Einheitliche Finanzierung ambulanter und stationärer Leistungen
14. November 2024 | Kommentar(e) |
Benoît Michellod
Das Schweizer Gesundheitssystem ist für seine Qualität und Effizienz bekannt. Es steht jedoch vor wachsenden Herausforderungen in Bezug auf Kosten und Effizienz. In diesem Zusammenhang wird das Volk demnächst über eine Vorlage zur Reform des KVG abstimmen müssen, mit der die Finanzierung der Leistungen zu Lasten der OKP (obligatorische Krankenpflegeversicherung) vereinheitlicht werden soll.
Stationär und ambulant: Was sind die Unterschiede?
Stellen wir uns zwei Nachbarn, Freddy und Sherkan, vor, die beide denselben kleinen chirurgischen Eingriff benötigen. Freddy unterzieht sich dem Eingriff ambulant. Er kommt also am Morgen des Eingriffs ins Krankenhaus und geht am Abend desselben Tages wieder nach Hause. Die postoperative Versorgung wird unter anderem durch Hausbesuche einer Krankenschwester sichergestellt. Sein Nachbar Sherkan hingegen wird für den Eingriff ins Krankenhaus eingeliefert. Er verbringt zwei Tage dort, wo er postoperative Pflege und ständige medizinische Überwachung erhält.
Mit dem derzeitigen System werden die Kosten für die Eingriffe von Freddy und Sherkan unterschiedlich finanziert. Die ambulante Behandlung von Freddy ist grundsätzlich kostengünstiger und die gesamten Kosten werden von der OKP übernommen (abzüglich seiner Kostenbeteiligung). Die stationäre Behandlung wird hingegen gemeinsam von den Kantonen (ca. 55%) und der OKP (ca. 45%) finanziert, ebenfalls unter Abzug der Kostenbeteiligung des Versicherten.
Dieses System hat mehrere Nachteile. Da immer mehr Eingriffe ambulant durchgeführt werden können, ziehen sich die Kantone nach und nach aus der Finanzierung zurück, was zu Lasten der Prämienzahler geht. Zudem führt diese differenzierte Finanzierung zu Ineffizienzen und Fehlanreizen. So werden beispielsweise bestimmte Behandlungen nur aufgrund der unterschiedlichen Finanzierung stationär durchgeführt, obwohl eine ambulante Versorgung angemessener und kostengünstiger wäre.

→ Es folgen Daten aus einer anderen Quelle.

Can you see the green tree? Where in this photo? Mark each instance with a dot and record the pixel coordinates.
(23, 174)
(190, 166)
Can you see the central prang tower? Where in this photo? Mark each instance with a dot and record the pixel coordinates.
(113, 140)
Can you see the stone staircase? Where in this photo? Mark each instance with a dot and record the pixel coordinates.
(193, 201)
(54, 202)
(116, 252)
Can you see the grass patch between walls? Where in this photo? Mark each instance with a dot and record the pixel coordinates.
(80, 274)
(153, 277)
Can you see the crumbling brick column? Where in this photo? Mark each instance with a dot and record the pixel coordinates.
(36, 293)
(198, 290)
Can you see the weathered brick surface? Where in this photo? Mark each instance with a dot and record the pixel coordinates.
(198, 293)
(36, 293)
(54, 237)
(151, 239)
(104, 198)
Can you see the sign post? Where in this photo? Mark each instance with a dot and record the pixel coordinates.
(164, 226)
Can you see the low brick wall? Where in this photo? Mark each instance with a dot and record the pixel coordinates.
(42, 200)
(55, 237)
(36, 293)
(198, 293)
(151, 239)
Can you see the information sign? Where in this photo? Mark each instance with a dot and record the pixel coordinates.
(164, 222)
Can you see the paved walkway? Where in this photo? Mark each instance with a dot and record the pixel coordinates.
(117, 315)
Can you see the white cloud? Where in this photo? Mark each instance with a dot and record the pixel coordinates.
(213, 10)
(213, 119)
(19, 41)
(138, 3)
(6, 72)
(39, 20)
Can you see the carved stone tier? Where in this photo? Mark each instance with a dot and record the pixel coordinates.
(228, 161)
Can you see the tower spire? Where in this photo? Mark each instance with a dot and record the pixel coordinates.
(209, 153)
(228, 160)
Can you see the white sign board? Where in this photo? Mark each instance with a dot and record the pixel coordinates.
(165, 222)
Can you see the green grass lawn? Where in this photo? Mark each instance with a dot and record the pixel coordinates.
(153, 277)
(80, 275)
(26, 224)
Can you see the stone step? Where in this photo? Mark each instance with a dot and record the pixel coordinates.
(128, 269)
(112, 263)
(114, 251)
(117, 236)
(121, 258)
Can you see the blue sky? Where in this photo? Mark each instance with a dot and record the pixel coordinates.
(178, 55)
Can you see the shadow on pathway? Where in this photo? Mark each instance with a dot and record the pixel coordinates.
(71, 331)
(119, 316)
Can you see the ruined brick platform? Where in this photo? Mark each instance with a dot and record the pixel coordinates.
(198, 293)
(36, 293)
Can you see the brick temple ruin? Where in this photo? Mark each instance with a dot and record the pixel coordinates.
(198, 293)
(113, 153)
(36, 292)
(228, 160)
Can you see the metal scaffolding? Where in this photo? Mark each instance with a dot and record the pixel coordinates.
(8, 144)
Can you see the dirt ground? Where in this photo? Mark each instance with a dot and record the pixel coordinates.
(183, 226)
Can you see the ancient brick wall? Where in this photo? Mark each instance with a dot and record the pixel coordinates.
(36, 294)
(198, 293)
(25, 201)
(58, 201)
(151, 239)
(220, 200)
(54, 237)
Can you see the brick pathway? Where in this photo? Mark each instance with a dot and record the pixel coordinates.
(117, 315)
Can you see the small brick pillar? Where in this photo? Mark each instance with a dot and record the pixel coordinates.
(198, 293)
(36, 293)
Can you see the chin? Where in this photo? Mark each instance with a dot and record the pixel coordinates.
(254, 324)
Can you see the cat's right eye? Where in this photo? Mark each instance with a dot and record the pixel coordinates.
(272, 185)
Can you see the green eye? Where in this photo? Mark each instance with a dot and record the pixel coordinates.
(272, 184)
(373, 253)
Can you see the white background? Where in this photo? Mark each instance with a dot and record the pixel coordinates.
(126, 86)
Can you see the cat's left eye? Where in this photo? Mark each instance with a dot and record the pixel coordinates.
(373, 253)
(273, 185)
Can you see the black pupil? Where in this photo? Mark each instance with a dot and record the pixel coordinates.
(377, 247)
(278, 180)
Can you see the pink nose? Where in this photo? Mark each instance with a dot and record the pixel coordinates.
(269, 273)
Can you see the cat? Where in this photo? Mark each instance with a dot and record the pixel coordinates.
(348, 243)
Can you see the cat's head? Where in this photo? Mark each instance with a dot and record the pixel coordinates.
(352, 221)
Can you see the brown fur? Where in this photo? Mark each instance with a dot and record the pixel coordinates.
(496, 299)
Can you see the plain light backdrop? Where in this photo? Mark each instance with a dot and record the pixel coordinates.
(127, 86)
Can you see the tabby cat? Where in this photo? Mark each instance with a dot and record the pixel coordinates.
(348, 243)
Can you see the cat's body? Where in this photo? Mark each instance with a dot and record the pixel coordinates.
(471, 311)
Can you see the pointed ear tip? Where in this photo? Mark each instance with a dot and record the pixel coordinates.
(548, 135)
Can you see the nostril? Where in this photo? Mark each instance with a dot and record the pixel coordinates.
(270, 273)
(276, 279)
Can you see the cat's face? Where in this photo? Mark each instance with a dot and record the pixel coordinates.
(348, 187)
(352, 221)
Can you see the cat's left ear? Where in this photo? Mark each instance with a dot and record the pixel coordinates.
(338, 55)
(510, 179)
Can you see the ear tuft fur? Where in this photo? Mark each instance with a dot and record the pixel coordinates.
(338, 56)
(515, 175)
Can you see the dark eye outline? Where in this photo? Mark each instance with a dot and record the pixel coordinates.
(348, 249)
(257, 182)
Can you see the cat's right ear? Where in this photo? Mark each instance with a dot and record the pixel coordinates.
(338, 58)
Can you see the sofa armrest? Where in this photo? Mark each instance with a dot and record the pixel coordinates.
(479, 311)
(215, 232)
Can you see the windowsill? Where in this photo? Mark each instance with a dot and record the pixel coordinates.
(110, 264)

EFAS: Transparenz und Fairness bei der Verteilung der Kosten
EFAS: Transparenz und Fairness bei der Verteilung der Kosten
Daher besteht das Hauptziel dieser Reform darin, ein kohärenteres und gerechteres Finanzierungssystem zu schaffen. Durch die Harmonisierung der Finanzierung von stationären und ambulanten Leistungen können die Anreize für unnötige Krankenhausaufenthalte verringert und eine bedarfsgerechtere Versorgung der Patienten gefördert werden. Dies bedeutet auch, dass :
1. Kostentransparenz: Die Kosten für die Pflege von Freddy und Sherkan wären leichter vergleichbar, sodass Patienten und Leistungserbringer fundiertere Entscheidungen treffen könnten.
2. Fairness: Patienten wie Freddy und Sherkan hätten Zugang zu der Versorgung, die ihren Bedürfnissen am besten entspricht, ohne dass die Art der Finanzierung falsche Anreize setzt und die eine oder andere Art der Behandlung bevorzugt.
Die Einführung einer einheitlichen Finanzierung von stationären und ambulanten Leistungen ist somit ein wichtiger Schritt hin zu einem effizienteren und gerechteren Gesundheitssystem in der Schweiz. Diese Reform ist somit voll und ganz gerechtfertigt, auch wenn einige Vorschläge einige Unsicherheiten hervorrufen können. So betrifft einer der grössten Kritikpunkte die Einbeziehung der Kosten für die Langzeitpflege in die einheitliche Finanzierung. Diese Änderung dürfte langfristig zu einem erheblichen Anstieg der Kosten und damit der Prämien für die Versicherten führen.